No son más que unos pocos ejemplos de cómo a través de la publicidad comercial se percibe claramente un mundo de carencias, de hambre y frío, un mundo de enfermedades y de falta de higiene. Llenan las páginas de los periódicos los anuncios de antiparasitarios, o de laxantes para combatir los estragos de una monótona dieta carente de fibra, o los reconstituyentes contra la desnutrición y el raquitismo, o productos contra la sarna, la tiña, la «sangre intoxicada», los forúnculos producidos por la avitaminosis, con imágenes de hombres, mujeres y niños plagados de llagas y purulencias, rascándose con frenesí.

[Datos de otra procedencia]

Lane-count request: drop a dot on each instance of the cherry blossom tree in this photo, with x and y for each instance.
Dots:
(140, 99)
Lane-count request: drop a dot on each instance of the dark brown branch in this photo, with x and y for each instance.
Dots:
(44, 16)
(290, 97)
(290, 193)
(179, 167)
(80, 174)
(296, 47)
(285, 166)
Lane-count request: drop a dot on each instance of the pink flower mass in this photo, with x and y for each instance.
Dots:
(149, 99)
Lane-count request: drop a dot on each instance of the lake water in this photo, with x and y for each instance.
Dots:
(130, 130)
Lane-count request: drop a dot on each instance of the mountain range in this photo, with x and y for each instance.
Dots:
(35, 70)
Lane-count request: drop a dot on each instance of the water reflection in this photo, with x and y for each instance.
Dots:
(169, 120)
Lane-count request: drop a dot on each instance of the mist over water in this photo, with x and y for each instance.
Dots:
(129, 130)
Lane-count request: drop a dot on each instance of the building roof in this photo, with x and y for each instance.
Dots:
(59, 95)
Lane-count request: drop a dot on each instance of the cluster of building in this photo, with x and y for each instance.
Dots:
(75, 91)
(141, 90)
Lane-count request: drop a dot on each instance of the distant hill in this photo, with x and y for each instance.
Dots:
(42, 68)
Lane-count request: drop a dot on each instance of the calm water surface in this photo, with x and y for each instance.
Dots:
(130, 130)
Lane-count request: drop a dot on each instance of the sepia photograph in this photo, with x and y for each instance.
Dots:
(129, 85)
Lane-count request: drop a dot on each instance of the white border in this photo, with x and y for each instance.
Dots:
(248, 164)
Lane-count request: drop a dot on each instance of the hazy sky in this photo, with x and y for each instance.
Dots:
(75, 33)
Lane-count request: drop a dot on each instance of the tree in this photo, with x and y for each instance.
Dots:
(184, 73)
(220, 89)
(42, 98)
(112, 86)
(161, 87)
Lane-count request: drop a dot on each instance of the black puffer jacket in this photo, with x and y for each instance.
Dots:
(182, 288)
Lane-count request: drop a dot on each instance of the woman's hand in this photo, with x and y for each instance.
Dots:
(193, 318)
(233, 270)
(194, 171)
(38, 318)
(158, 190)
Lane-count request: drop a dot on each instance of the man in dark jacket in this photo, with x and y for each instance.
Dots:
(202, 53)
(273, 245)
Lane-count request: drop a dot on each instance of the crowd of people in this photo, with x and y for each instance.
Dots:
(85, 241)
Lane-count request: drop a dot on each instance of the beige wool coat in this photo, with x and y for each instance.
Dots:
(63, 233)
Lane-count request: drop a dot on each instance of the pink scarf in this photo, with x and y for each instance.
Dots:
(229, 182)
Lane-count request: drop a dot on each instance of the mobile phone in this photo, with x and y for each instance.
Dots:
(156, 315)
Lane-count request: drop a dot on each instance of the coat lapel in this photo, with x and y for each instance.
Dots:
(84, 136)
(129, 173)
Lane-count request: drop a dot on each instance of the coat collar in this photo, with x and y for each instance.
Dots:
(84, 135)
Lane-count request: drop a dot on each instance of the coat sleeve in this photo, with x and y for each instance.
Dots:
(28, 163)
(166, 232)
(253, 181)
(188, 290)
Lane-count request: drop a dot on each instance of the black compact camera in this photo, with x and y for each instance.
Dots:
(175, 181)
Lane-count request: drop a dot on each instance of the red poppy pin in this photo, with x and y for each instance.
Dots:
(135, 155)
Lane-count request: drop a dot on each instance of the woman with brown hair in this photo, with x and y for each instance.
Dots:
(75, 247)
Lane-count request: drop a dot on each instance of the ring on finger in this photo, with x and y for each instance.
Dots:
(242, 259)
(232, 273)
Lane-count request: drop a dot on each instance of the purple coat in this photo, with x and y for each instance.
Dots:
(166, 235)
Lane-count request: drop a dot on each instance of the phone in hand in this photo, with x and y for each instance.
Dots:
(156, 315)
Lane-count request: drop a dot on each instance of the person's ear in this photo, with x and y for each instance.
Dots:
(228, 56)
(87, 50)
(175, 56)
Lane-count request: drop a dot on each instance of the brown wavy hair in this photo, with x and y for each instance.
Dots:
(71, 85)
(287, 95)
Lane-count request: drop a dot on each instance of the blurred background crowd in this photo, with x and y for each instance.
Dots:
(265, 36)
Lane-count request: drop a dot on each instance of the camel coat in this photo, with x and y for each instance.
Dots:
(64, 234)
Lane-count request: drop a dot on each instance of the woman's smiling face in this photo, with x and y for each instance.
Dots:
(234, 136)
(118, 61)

Asomarse a la publicidad es sin duda una buena forma de comprobar que la realidad española de posguerra no pudo estar más lejos del lema de la retórica franquista: «Ni un hogar sin lumbre, ni un español sin pan». Claro que no era la misma vida para todos. Si la gran mayoría de la población vivió con acuciantes problemas de subsistencia, una minoritaria clase social privilegiada, que incluía a los estraperlistas de exagerada y repentina riqueza, pudo vivir en el lujo y la abundancia. Los nuevos ricos exhibieron impúdicamente su poderío económico, a pesar de los esfuerzos del régimen para que ese despilfarro no trascendiese, imponiendo una rígida censura en los medios de comunicación para tratar de disimular la abismal desigualdad social existente. Determinadas palabras que sugerían abundancia, como «banquete», fueron desterradas de los pe-riódicos por imposición gubernativa. En los homenajes a las autoridades no se podía decir que se les había ofrecido un banquete y se prohibió expresamente mencionar el nombre del popular «barman» Perico Chicote cuando servía cócteles o almuerzos a políticos y funcionarios para evitar que la gente los asociase con una vida muelle. Una vez más, es la publicidad la que saca a la luz una realidad que se trata de ocultar: el señoritismo de la minoría pudiente a la que se dirigen los anuncios de productos caros –salones de alta costura, peleterías, joyas, perfumes, restaurantes de postín, suntuosas salas de fiestas, ostentosos coches de importación (los famosos «haigas»)– cuyos lemas –«selecto», «refinado», «elegante», «aristocrático»…– recalcan el elitismo que estos consumidores demandan.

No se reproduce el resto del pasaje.